Otra máquina con patas de araña alquilaba sueños y habitaciones para utilizarlos. Miocene cogió uno de cada y luego durmió doce horas seguidas, soñando con la nave cuando se descubrió y estaba vacía, y con su yo soñado paseando por esas avenidas oscurecidas, sus ojos los primeros en ver las paredes pulidas del color verde del olivino que pronto estarían repletas de salas que se convertirían, en un abrir y cerrar de ojos geológico, en prósperas tiendas.
Era el sueño alquilado, al principio.
Luego, los recuerdos de Miocene comenzaron a construir imágenes. ¿Cuántos túneles y salas había visto al principio? Nadie lo sabía. Ni el autor de la enciclopedia ni la propia Miocene. Y eso le provocó una alegría persistente que le hizo sonreír a la mañana siguiente mientras sorbía el café con hielo y desayunaba las tartaletas picantes de grasa de ballena.
Sus órdenes secretas incluían un destino.
Y un vago programa.
Era de suponer que allí contestarían a sus preguntas. Pero algunas veces, sobre todo en momentos tranquilos y alegres como aquel, Miocene se preguntaba si este asunto no era más que una forma inteligente que tenía la maestra de dar a su maestra adjunta favorita un buen descanso.
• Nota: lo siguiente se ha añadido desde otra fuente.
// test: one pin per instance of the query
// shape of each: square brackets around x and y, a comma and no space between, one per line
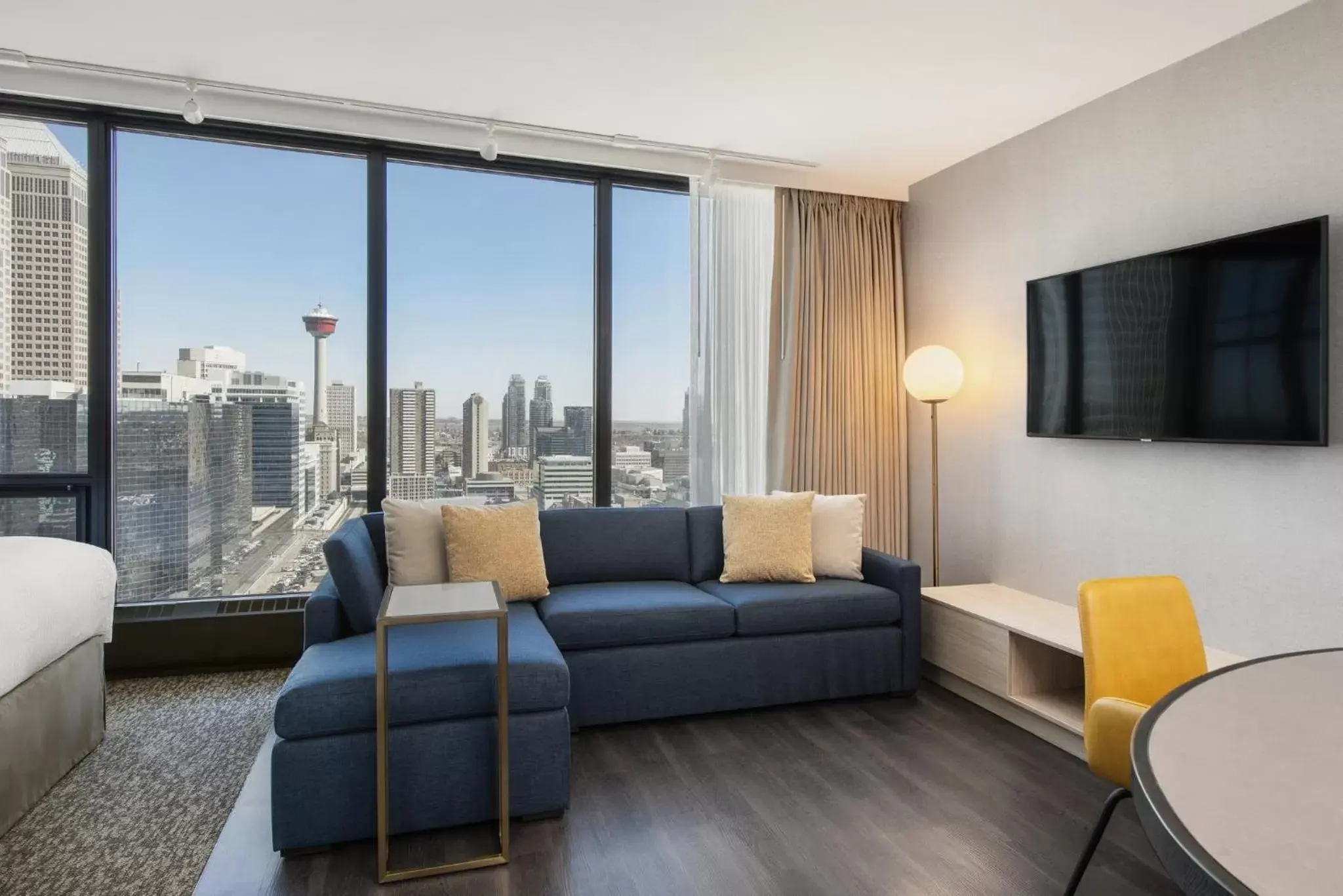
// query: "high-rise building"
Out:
[519,472]
[542,412]
[275,430]
[685,421]
[410,486]
[183,497]
[340,414]
[210,362]
[411,430]
[320,324]
[277,464]
[551,441]
[579,422]
[476,436]
[631,459]
[42,429]
[675,464]
[515,416]
[494,488]
[562,478]
[45,252]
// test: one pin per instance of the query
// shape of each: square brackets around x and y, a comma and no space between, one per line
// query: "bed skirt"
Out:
[47,724]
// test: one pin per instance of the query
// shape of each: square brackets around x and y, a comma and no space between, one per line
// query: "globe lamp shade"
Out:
[934,374]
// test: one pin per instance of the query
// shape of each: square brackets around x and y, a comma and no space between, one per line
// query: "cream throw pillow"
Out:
[837,535]
[416,553]
[501,541]
[767,537]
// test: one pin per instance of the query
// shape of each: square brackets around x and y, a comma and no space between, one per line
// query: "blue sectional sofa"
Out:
[637,627]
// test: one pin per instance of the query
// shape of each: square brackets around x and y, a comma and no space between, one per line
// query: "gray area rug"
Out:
[142,815]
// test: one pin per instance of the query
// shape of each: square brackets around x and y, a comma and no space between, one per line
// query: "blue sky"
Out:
[488,276]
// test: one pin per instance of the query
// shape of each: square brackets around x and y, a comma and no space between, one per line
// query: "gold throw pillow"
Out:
[767,537]
[500,543]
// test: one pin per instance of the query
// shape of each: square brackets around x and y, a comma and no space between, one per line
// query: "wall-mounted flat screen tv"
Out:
[1226,341]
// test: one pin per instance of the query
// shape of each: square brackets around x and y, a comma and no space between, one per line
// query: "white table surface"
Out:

Unas vacaciones: una explicación sencilla y aburrida.
Y atractiva.
¡Por supuesto que eran unas vacaciones!
Miocene se puso en pie, mil rostros al alcance de sus ojos, y comenzó a buscar al muchacho del día anterior mientras razonaba:
Mis primeras vacaciones después de mil siglos de devoción. ¿Por qué no?
Era un vegetal caro, sobre todo cuando lo que pagabas era la calidad. Pero Washen conocía a su público. Estaba segura de que su viejo amigo valoraría las voces que se elevaban de las muchas bocas de la planta, las voces que llenaban la cavidad vacía, casi oscurecida, con una melodía serena, digna del espacio profundo que a su oído en concreto le parecería preciosa. Su amigo no estaba allí ahora mismo.
Pero allí donde estuviera, su amigo oiría cantar a la llanovibra por encima de la negrura, el vacío y el frío glorioso que hay entre las galaxias.
En otra vida su amigo cultivaba llanovibras como afición, dominaba la compleja genética de la especie, manipulaba sus elaborados genes hasta que cantaban melodías incluso más serenas que aquel espécimen, y que en el mercado abierto resultaban infinitamente más valiosas.
Pero nunca quiso vender a sus compañeras.
Luego, su vida y sus peculiares intereses se movieron en direcciones más extrañas todavía y a él dejó de interesarle lo que en otro tiempo había sido su preciada afición.
Con el tiempo, perdió su puesto de capitán en alza.